Running the material on the LUMI super computer

In this guide we will go through how you can run the workshop material on the LUMI super computer.

Prerequesits

You will need a user account at LUMI and be able to connect through SSH to the login nodes. This will also have left you with a pair of SSH keys, you will need them later in this guide.

Copying the workshop material

Once you are logged in at a login node, you need to copy the workshop material to your home directory. To handle changes in the notebooks, we use git to track changes.

YOUR_USERNAME@uan01:~> git clone /project/project_465000485/gnn_transformers_workshop/gnn_transformers_notebooks $HOME/notebooks

This creates a new directory called notebooks in your home directory.
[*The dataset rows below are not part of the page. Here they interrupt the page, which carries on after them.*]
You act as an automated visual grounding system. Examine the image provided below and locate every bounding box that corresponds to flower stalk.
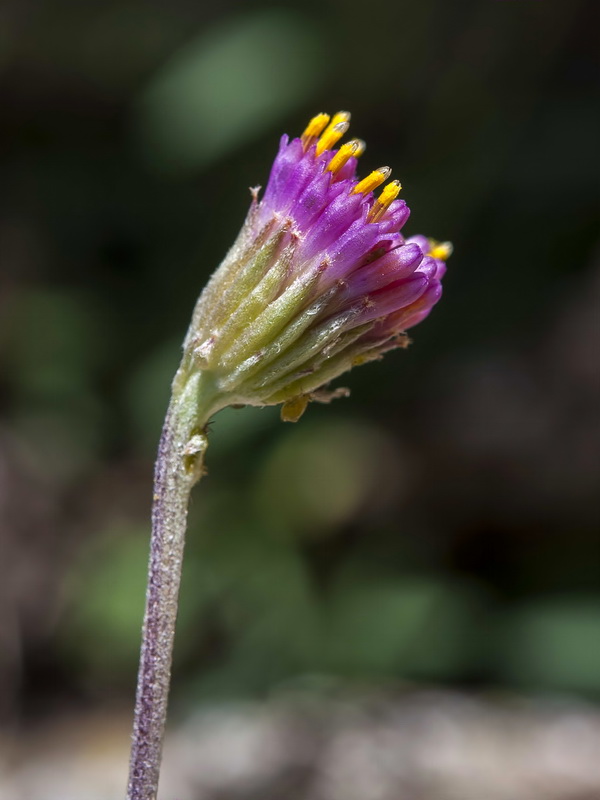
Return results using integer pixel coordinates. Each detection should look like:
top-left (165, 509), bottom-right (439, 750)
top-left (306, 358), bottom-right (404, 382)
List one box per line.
top-left (126, 371), bottom-right (212, 800)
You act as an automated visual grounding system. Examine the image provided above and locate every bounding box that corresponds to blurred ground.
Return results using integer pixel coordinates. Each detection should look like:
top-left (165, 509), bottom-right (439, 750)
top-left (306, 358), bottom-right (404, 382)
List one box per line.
top-left (0, 0), bottom-right (598, 795)
top-left (3, 693), bottom-right (600, 800)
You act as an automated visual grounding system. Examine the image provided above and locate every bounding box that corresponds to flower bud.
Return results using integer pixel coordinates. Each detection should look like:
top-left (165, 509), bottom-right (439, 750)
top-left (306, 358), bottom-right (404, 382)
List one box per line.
top-left (178, 113), bottom-right (451, 421)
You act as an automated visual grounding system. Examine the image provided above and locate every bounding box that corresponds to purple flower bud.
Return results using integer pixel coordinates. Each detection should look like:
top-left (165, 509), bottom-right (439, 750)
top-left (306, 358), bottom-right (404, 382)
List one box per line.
top-left (182, 112), bottom-right (451, 420)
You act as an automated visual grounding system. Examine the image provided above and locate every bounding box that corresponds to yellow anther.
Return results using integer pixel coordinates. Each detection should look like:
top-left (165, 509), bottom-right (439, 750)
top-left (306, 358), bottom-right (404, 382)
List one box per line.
top-left (428, 240), bottom-right (454, 260)
top-left (316, 121), bottom-right (350, 156)
top-left (323, 111), bottom-right (351, 135)
top-left (301, 113), bottom-right (331, 148)
top-left (315, 111), bottom-right (350, 156)
top-left (352, 139), bottom-right (366, 158)
top-left (327, 139), bottom-right (362, 174)
top-left (352, 166), bottom-right (392, 195)
top-left (368, 179), bottom-right (402, 222)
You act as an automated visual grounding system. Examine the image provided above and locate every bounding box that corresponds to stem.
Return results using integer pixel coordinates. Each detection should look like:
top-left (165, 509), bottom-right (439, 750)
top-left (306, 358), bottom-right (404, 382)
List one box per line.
top-left (127, 371), bottom-right (213, 800)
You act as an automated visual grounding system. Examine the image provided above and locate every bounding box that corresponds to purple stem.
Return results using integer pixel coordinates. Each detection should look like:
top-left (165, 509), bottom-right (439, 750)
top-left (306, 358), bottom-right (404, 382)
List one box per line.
top-left (127, 374), bottom-right (209, 800)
This is a git repository which refers to a directory in the project folder. You can update this directory to the latest version using:

YOUR_USERNAME@uan01:~> git -C $HOME/notebooks pull

Starting a jupyter notebook server

Once the material is copied to your home directory you can start the jupyter server as a batch job:

YOUR_USERNAME@uan01:~> /project/project_465000485/gnn_transformers_workshop/start-jupyter.sh

This will do a couple of things:

  • First it will submit a batch script (located in /project/project_465000485/gnn_transformers_workshop/start-jupyter.sh) to the Slurm resource management system.This script sets up a jupyter notebook server as well as a SSH server on the compute node. The server assumes that there’s a $HOME/notebooks directory, if not it will fail to start. Please perform the step above “Copying the workshop material”.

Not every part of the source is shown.